Jusqu’à présent, les opérateurs publicitaires français n'ont vu dans la télévision locale qu’une bizarrerie américaine, ne valant que pour un vaste pays : comme si l’espace de vie quotidienne défini par les administrations courantes, la scolarisation, les soins, le commerce, le travail et le domicile variait selon la taille du pays (cf. la recherche de Albert-László Barabási , Marta C. González, César A. Hidalgo, “Understanding Individual Human Mobility Patterns” publiée en juin 2008 dans Nature, qui montre, à partir d’un exemple européen, la stabilité des déplacements, presque tous accomplis dans un rayon de 10 km) ! Il aura fallu le numérique pour que la TV s’éveille de son sommeil jacobin. Pourtant le succès constant du couplage de la presse quotidienne régionale 66.3 (PQR66) constitue depuis 1991 un signal positif. M6 s’est bien essayé au réseau local, en collaboration avec la PQR, mais la réglementation qui interdit le financement des décrochages par la publicité locale ne lui laissait que peu de chance de succès.

Barter syndication
Mais de la régie nationale de médias locaux à un modèle économique d'une télévision de type network, il y a loin. Car le modèle américain est fondé sur le troc en réseau (barter syndication) : la station paie une partie de sa programmation en espace publicitaire local, que le producteur de programmes revend en l’agrégeant en espace national, devenant ainsi régie publicitaire nationale. La station échange son audience locale contre des programmes en affinité avec cette audience, laissant à la "main invisible" du marché de l'audience le soin de faire de justes prix. Attention : la syndication de l'échange ne fait que compléter une programmation locale déjà ancrée dans la vie locale, à base d’information locale, et qui assure la formation d'une audience locale. On est encore loin de ce système en France.

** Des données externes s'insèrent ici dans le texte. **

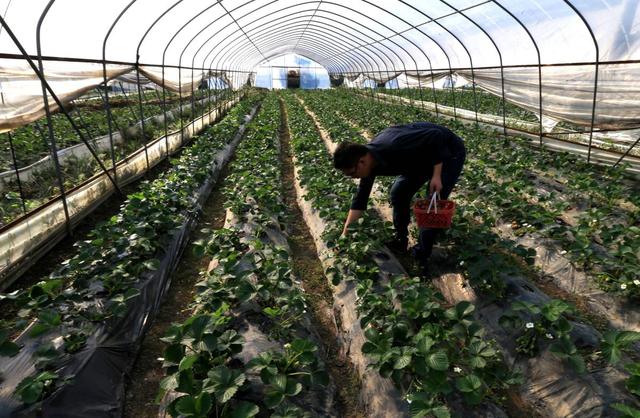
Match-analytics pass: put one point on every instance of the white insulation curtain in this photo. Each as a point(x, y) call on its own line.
point(368, 41)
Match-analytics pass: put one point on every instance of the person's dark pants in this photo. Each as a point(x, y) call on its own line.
point(403, 190)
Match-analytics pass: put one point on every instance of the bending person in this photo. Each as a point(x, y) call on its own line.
point(415, 153)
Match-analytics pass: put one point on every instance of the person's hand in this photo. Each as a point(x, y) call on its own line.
point(435, 185)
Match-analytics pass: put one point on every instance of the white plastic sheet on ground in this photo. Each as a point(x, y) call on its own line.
point(21, 89)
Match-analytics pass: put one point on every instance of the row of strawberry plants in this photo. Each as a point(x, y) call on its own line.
point(482, 255)
point(603, 183)
point(44, 183)
point(95, 288)
point(31, 142)
point(431, 352)
point(507, 163)
point(465, 98)
point(486, 257)
point(252, 282)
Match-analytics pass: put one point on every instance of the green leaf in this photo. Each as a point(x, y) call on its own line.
point(273, 398)
point(293, 388)
point(628, 411)
point(438, 361)
point(577, 363)
point(9, 349)
point(224, 382)
point(477, 362)
point(424, 344)
point(403, 361)
point(187, 361)
point(468, 383)
point(633, 385)
point(460, 311)
point(153, 264)
point(300, 346)
point(280, 382)
point(245, 291)
point(245, 409)
point(167, 384)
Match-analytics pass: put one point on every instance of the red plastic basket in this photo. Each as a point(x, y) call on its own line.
point(433, 213)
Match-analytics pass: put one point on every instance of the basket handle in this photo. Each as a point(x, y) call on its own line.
point(433, 203)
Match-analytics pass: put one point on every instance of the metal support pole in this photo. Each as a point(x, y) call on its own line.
point(48, 88)
point(140, 107)
point(626, 152)
point(52, 143)
point(126, 98)
point(15, 166)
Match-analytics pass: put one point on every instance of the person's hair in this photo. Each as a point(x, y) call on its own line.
point(347, 155)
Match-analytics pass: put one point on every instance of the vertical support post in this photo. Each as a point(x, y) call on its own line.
point(15, 166)
point(109, 121)
point(140, 107)
point(164, 112)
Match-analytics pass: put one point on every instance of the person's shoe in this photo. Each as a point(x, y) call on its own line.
point(398, 245)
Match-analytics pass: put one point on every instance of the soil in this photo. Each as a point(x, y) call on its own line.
point(307, 267)
point(144, 380)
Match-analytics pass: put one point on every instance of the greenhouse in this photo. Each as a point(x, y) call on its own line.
point(236, 209)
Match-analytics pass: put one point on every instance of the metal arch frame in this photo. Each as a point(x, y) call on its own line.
point(180, 61)
point(203, 44)
point(410, 55)
point(310, 19)
point(52, 144)
point(281, 17)
point(504, 117)
point(106, 91)
point(596, 74)
point(296, 14)
point(381, 44)
point(164, 54)
point(535, 45)
point(46, 85)
point(436, 21)
point(333, 20)
point(144, 36)
point(182, 54)
point(309, 45)
point(317, 57)
point(321, 25)
point(595, 81)
point(433, 83)
point(313, 28)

Si le modèle économique du network est simple en son principe, son réglage géographique ne l’est pas. Quelle est la dimension adéquate, l'"optimum local" ? Aux Etats-Unis, le réglage des zones de chalandise télévisuelles et publicitaires (DMA) s’affine régulièrement, depuis des décennies, au comté près (l’équivalent d’un canton français). Pas si simple ! Le Washington Post s’essaie à l’hyperlocal --"l’hyper proximité" comme dit TF1 -- avec un site Internet visant Laudoun county : un an après son lancement, la situation du site reste délicate pour avoir sous-estimé l’information locale continue, sans laquelle il n’est pas de média local. Pas si simple de couvrir une agglomération et de mobiliser sa population et des contributions journalistiques locales.

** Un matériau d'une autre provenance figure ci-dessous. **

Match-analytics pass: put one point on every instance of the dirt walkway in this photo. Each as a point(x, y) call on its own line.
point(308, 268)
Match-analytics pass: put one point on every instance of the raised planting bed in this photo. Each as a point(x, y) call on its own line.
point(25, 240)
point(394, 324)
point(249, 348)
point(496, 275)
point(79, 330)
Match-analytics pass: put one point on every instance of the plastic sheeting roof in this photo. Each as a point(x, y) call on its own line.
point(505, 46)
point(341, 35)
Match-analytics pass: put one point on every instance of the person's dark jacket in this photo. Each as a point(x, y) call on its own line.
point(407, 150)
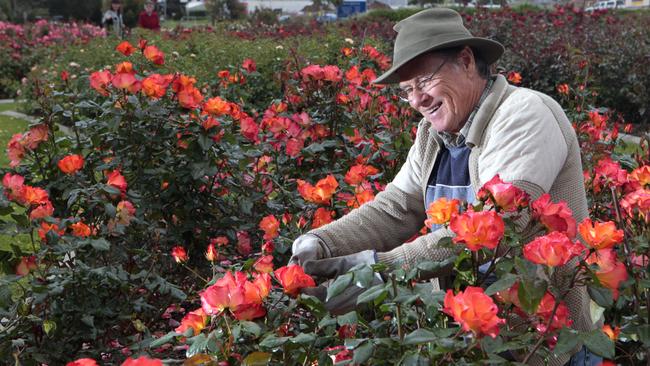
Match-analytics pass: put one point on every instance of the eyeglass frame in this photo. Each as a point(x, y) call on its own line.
point(421, 85)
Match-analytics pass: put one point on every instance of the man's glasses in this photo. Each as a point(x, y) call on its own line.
point(424, 83)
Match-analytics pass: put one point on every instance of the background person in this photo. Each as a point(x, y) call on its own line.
point(474, 126)
point(148, 18)
point(112, 19)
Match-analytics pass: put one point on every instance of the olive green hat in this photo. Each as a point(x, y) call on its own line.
point(430, 30)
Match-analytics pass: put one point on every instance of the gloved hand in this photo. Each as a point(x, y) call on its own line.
point(306, 247)
point(336, 266)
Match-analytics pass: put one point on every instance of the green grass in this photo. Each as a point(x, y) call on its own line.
point(8, 127)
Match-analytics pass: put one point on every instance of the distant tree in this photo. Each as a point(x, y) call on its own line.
point(85, 10)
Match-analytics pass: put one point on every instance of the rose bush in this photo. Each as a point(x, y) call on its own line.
point(165, 213)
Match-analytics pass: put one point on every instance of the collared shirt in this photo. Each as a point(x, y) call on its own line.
point(458, 139)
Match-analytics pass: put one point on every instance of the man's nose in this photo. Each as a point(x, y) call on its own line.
point(420, 98)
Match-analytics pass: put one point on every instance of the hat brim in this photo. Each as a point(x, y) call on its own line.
point(488, 49)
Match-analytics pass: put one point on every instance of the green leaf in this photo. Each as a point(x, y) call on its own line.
point(644, 334)
point(599, 343)
point(363, 276)
point(257, 359)
point(347, 318)
point(419, 336)
point(339, 285)
point(303, 338)
point(566, 341)
point(273, 341)
point(530, 294)
point(100, 244)
point(163, 340)
point(49, 326)
point(251, 328)
point(601, 295)
point(502, 284)
point(199, 345)
point(363, 353)
point(373, 293)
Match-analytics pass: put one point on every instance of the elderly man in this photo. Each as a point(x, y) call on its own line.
point(474, 126)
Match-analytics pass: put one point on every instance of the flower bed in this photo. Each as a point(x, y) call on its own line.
point(166, 213)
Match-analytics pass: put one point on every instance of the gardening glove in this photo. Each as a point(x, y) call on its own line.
point(343, 302)
point(336, 266)
point(306, 247)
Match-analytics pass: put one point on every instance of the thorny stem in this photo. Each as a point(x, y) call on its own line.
point(400, 332)
point(550, 320)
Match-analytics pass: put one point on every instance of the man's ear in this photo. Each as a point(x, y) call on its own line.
point(466, 58)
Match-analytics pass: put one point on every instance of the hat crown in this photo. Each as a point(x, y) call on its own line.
point(431, 30)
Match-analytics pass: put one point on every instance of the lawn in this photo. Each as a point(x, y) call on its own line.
point(8, 127)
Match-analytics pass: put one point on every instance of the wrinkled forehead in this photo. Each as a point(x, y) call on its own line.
point(419, 66)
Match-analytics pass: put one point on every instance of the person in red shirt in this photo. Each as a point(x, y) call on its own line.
point(149, 18)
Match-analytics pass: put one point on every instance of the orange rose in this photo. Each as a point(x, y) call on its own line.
point(610, 271)
point(554, 216)
point(293, 278)
point(320, 193)
point(194, 319)
point(600, 235)
point(270, 225)
point(474, 310)
point(478, 229)
point(71, 164)
point(264, 264)
point(358, 174)
point(554, 249)
point(211, 253)
point(99, 81)
point(322, 216)
point(153, 54)
point(216, 106)
point(190, 98)
point(440, 211)
point(503, 195)
point(125, 48)
point(117, 180)
point(179, 254)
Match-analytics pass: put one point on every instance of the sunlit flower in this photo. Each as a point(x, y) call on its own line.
point(440, 211)
point(270, 225)
point(474, 310)
point(125, 48)
point(194, 319)
point(554, 216)
point(117, 180)
point(610, 271)
point(179, 254)
point(321, 193)
point(504, 195)
point(554, 249)
point(322, 216)
point(264, 264)
point(600, 235)
point(482, 229)
point(293, 278)
point(153, 54)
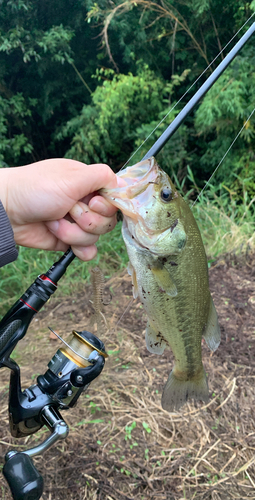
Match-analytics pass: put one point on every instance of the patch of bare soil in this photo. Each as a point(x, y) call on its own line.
point(122, 445)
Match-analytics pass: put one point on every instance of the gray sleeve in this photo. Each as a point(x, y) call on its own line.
point(8, 251)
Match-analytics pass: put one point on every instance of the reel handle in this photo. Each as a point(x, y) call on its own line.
point(23, 478)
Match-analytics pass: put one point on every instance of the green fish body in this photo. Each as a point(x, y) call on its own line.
point(169, 272)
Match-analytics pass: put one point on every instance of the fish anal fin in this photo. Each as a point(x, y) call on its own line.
point(155, 343)
point(212, 329)
point(164, 280)
point(132, 273)
point(178, 391)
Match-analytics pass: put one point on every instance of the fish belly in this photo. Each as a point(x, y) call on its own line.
point(177, 320)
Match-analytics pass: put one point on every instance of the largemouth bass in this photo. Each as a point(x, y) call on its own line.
point(169, 272)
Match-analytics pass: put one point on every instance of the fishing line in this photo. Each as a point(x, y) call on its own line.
point(187, 91)
point(224, 156)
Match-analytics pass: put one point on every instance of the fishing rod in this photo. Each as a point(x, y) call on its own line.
point(76, 363)
point(171, 129)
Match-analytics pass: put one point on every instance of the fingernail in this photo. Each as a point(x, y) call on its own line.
point(76, 211)
point(98, 206)
point(121, 182)
point(53, 225)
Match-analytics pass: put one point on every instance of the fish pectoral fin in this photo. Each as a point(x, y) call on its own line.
point(132, 273)
point(165, 282)
point(212, 329)
point(155, 343)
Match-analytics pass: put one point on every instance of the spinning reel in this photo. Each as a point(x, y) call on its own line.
point(70, 371)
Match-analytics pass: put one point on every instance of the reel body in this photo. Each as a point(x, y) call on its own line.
point(69, 373)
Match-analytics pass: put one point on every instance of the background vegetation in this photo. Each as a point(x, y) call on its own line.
point(90, 81)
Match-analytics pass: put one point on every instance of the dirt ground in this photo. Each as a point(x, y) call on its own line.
point(121, 444)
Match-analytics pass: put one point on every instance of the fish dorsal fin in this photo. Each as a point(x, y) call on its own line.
point(132, 273)
point(155, 343)
point(165, 281)
point(212, 329)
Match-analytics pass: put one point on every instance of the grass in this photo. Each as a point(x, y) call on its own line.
point(227, 226)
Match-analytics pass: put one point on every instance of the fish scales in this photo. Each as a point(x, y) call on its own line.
point(169, 272)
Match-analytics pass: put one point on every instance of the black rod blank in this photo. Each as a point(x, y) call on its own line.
point(171, 129)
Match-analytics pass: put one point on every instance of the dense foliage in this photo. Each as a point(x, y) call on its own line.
point(92, 80)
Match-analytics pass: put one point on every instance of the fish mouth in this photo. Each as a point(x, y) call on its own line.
point(139, 181)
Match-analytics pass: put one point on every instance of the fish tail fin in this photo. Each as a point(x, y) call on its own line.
point(177, 392)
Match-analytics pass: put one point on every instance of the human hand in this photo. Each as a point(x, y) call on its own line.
point(40, 198)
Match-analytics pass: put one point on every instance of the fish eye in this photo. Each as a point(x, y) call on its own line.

"Quant à moi, je suis de mon village"
On ne fera pas de télévision locale sans journalisme local, sans localiers de terrain, dans leur village comme des poissons dans l’eau, spécialistes du menu de la cantine, des travaux de voirie, des concours de boule et des conseils municipaux… Américains ou Français, nous sommes tous du "côté de chez nous" : quelques rues, un village dans la ville ou dans la campagne : rien n’a changé depuis Diderot, encyclopédiste et pourtant indécrottable langrois, qui clamait : "Quant à moi, je suis de mon village".
L'oubli du local aura privé la télévision, et notamment les producteurs français, d’un gisement publicitaire important, et les PME d'une capacité de communication commerciale à leur échelle. La télévision américaine doit une grande part de sa réussite à ce gisement local. Aux Etats-Unis, TF1 et M6 seraient des réseaux de stations locales, auxquelles ils fourniraient des programmes nationaux. C’est de cette structure mixte que naissent les « Ugly Betty », « 24 » et autres « House ». Pas de network national sans implantation locale. La régie pourrait constituer une étape dans cette direction.